Normandy English students connect with best-selling author to learn about Flint water crisis
February 4, 2019
by Erin Stocks
Normandy High School
Literature is coming alive at Normandy High School!
Students in Sarah Kelly's and Erin Stocks’ AP Language and Composition courses were recently treated to an engaging virtual field trip to meet a 2018 New York Times best-selling author.
During the fall semester, students were assigned to read Dr. Mona Hanna-Attisha’s best-selling text, “What the Eyes Don’t See: A Story of Crisis, Resistance, and Hope in an American City.”
On December 6, students were excused from their third period classes and reported to the auditorium to participate in a Skype conference call. Kelly and Stocks, along with student Suney Cedeno, used Twitter to arrange for students to chat with Hanna-Attisha.
Students prepared questions ahead of time and were able to ask their question via the computer in real time. Students took turns approaching Hanna-Attisha to greet her and ask their questions.

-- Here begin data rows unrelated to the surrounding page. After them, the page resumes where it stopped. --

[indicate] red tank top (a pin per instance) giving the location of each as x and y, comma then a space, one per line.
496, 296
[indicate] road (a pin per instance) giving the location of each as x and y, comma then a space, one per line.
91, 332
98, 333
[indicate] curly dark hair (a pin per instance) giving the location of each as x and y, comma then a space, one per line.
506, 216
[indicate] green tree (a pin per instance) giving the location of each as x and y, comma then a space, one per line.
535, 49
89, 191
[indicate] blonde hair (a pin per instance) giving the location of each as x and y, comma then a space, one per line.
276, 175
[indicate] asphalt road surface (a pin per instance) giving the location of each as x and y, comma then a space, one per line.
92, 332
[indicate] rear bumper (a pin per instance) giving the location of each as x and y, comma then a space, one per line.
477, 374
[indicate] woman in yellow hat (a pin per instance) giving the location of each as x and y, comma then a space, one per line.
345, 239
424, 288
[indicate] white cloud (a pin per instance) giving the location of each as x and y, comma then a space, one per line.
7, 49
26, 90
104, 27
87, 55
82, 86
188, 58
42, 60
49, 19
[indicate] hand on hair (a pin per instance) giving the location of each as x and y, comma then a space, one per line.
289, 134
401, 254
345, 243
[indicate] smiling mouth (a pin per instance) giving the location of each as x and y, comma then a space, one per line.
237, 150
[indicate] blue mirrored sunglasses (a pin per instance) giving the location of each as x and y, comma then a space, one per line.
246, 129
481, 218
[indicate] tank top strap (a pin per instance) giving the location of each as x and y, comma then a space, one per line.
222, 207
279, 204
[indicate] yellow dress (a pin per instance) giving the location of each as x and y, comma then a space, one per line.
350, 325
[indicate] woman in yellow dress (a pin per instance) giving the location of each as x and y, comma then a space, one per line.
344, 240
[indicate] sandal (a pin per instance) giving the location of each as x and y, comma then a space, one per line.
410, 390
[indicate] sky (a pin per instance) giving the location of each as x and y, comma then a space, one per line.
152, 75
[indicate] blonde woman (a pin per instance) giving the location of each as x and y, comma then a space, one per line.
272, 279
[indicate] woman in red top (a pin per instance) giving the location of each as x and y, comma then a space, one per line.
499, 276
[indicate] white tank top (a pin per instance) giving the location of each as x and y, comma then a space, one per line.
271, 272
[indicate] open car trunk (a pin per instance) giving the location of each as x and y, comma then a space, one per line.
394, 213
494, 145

Emma Paoletta, a student in Stocks’ class said, “It was really interesting to meet her one-on-one. I came to understand more about her opinions and her journey to save the children of Flint, Michigan.”
The experience was very special because Hanna-Attisha seemed genuinely excited to speak to the students, and took the time out of her busy schedule at the children’s clinic in Flint to meet with them.

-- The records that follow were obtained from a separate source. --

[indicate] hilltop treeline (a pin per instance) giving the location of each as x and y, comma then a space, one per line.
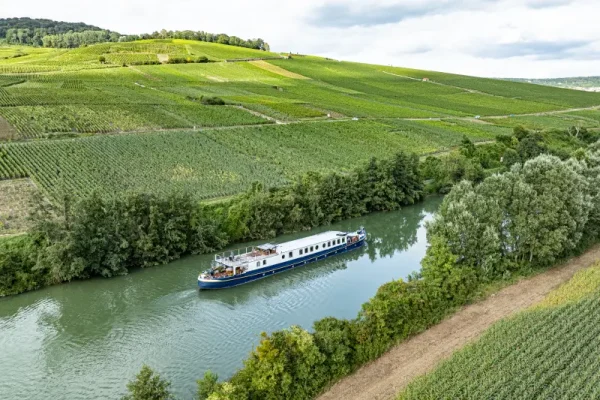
258, 44
48, 33
92, 236
29, 31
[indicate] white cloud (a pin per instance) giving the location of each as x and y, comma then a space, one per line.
504, 38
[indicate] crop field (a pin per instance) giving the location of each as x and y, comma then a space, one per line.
549, 352
15, 196
286, 89
542, 122
71, 95
453, 92
210, 163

Hanna-Attisha is best known as the “whistle-blower” for the Flint water crisis. A pediatrician serving in the impoverished town of Flint, Michigan, Hanna-Attisha has worked tirelessly to bring clean water to her patients. In 2012, unusually high levels of lead were detected in many of her patient’s blood- their water was essentially poisoned. The government of Michigan initially did not recognize this as a problem and refused to take responsibility for cleaning up the water source.
In her book, she tells the story of her fight for these children, as well as the adversity she faced while trying to find a solution to this problem.

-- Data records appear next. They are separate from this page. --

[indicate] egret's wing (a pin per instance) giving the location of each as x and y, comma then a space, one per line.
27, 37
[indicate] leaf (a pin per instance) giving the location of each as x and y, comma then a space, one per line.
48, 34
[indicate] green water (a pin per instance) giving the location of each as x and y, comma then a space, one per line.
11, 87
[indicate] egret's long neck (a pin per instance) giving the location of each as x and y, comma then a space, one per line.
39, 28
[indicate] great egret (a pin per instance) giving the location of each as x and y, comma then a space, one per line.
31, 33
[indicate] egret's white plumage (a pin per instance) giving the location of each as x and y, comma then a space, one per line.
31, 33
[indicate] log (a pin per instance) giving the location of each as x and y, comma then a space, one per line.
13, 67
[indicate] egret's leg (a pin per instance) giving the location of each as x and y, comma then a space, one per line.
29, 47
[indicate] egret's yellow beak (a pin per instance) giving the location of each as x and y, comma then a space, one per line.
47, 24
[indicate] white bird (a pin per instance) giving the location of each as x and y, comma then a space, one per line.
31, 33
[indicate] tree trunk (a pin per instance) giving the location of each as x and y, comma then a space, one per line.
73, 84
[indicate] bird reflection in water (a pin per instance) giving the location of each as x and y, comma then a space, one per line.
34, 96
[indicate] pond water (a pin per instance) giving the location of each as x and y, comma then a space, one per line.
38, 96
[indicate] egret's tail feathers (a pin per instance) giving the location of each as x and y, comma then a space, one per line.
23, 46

The English Department is hopeful that there will be more Skype interviews with authors, as it was an enriching and worthy experience for the students. The teachers enjoyed getting to know this author as well, especially getting to work with an author on a more personal level. Stocks even worked together with Hanna-Attisha to design the students final assessment of the text.
The students of AP Language and Composition are currently collaborating with the Digital Media and Creative Arts program at Normandy to create an electronic “thank-you” video to send to Hanna-Attisha because they were so grateful for this experience. This encounter gave the students a chance to interact with the text in a unique and engaging way that will likely not be forgotten.
PHOTO CAPTION: Normandy students had the opportunity to learn with Dr. Mona Hanna-Attisha during a Skype session on December 6. Hanna-Attisha has worked for years to bring clean water to the residents of Flint, Michigan.